An affair by a British politician with a staffer gets a flashy, soapie treatment with a top-shelf cast.

If you recall 2015’s Doctor Foster, Suranne Jones’ character suspected her husband was having an affair from a single strand of hair on a coat.

It was superbly subtle before tumbling into a marriage in disarray.

In Anatomy of a Scandal there’s no room for such incisive observation with everything laid bare in all kinds of gratuitous staging, leaving only the question of how Sophie Whitehouse (Sienna Miller) will react to the information.

The 6 part British series is based on the novel by Sarah Vaughan and centres around the infidelity -and more- of sitting politician James Whitehouse (Rupert Friend).
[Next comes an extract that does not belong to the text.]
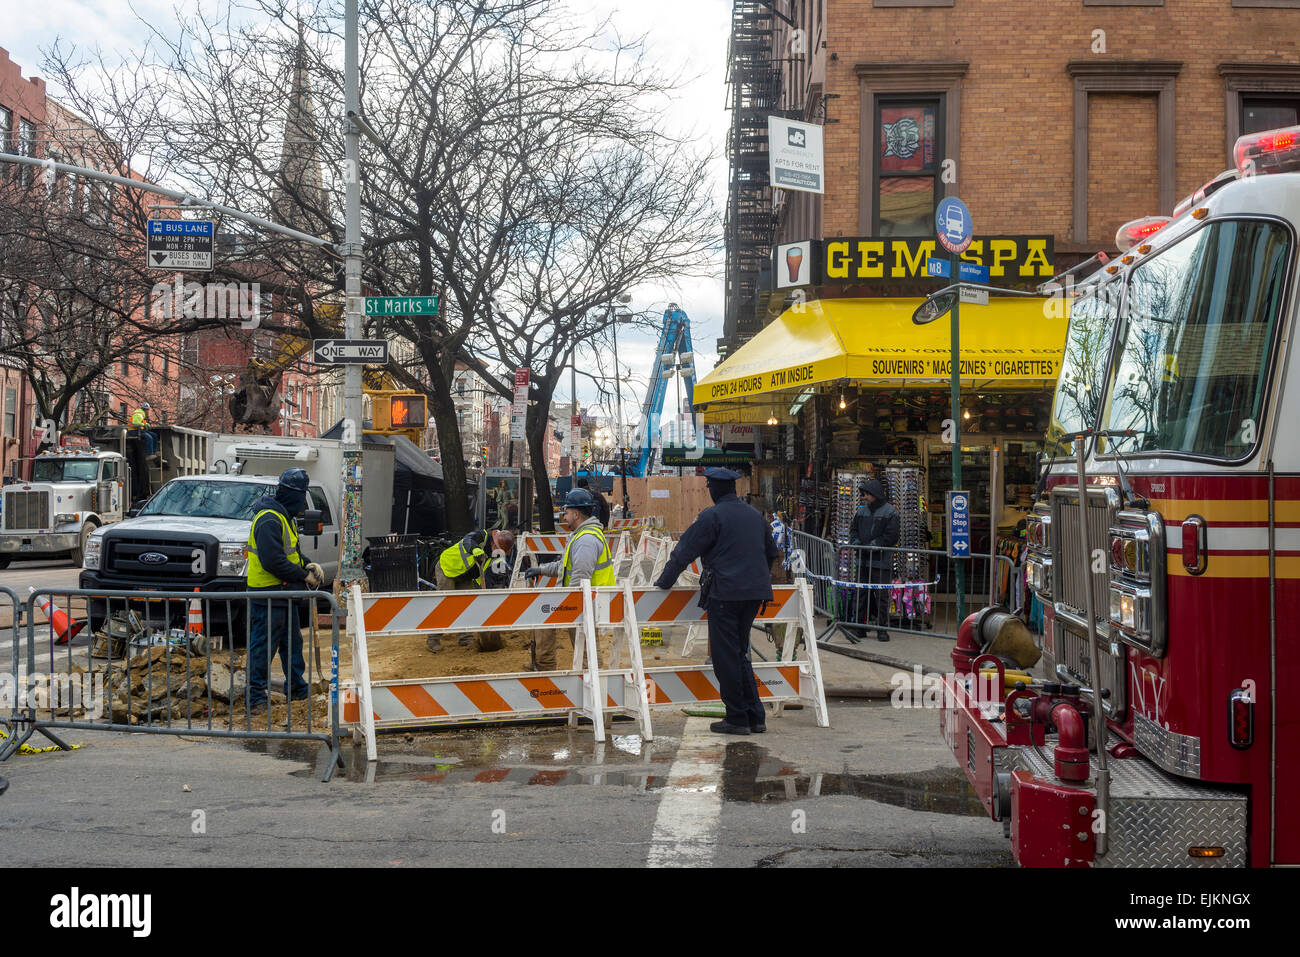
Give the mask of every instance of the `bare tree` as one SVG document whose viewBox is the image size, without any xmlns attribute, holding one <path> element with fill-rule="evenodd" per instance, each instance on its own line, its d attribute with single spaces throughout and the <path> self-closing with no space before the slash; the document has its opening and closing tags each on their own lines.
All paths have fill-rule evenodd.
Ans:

He leads a charmed life, father to two kids, friend to the PM and basking in all kinds of wealthy, white male privilege.

But when an affair with attractive staffer Olivia (Naomi Scott) is exposed, his family life and political career unravel. Fleet Street journos hound him, a party advisor wants him cut loose, and despite his admissions to Sophie that the affair was purely physical, he is at risk of losing it all.

But worse will come when allegations from Olivia raise questions of consent. With the case heading to trial, gun prosecutor Kate Woodcroft (Michelle Dockery) is determined to bring him down.

The courtroom is where plenty of action will play out, when not interjected by tawdry, over the top flashback scenes both from contemporary scenes and University days. Sophie finds herself wondering if her husband has been concealing a pattern of behaviour…

The post #MeToo script by David E. Kelley and Melissa James Gibson -and especially the overt direction by S.J. Paulson- leaves little to the imagination. Like a telenovela, it rises and falls with histrionic emotion, sometimes with theatrical metaphors that feel like a Hollywood saga rather than a British psychological thriller.

Yet the twists and turns are so ludicrous you sort of have to embrace them just to see where the next episode takes you (I watched all 6, hopelessly sucked into its very silly vortex).

It’s also brazen in its detail of sexual violence -at least under cross examination rather than visually- to the point of probably being triggering for some sections of the audience … thankfully there is an online referral for victims accompanying each episode.

Sienna Miller, whose character tolerates far too much for my liking, Rupert Friend and Michelle Dockery all deliver the nonsense with ample flair. You can happily sit back and lose yourself in its soapie tropes, or maybe even hate-watch if it gets too bizarre.

It’s just a shame that a topic so serious gets such an over the top treatment.

Anatomy of a Scandal screens Friday April 15 on Netflix.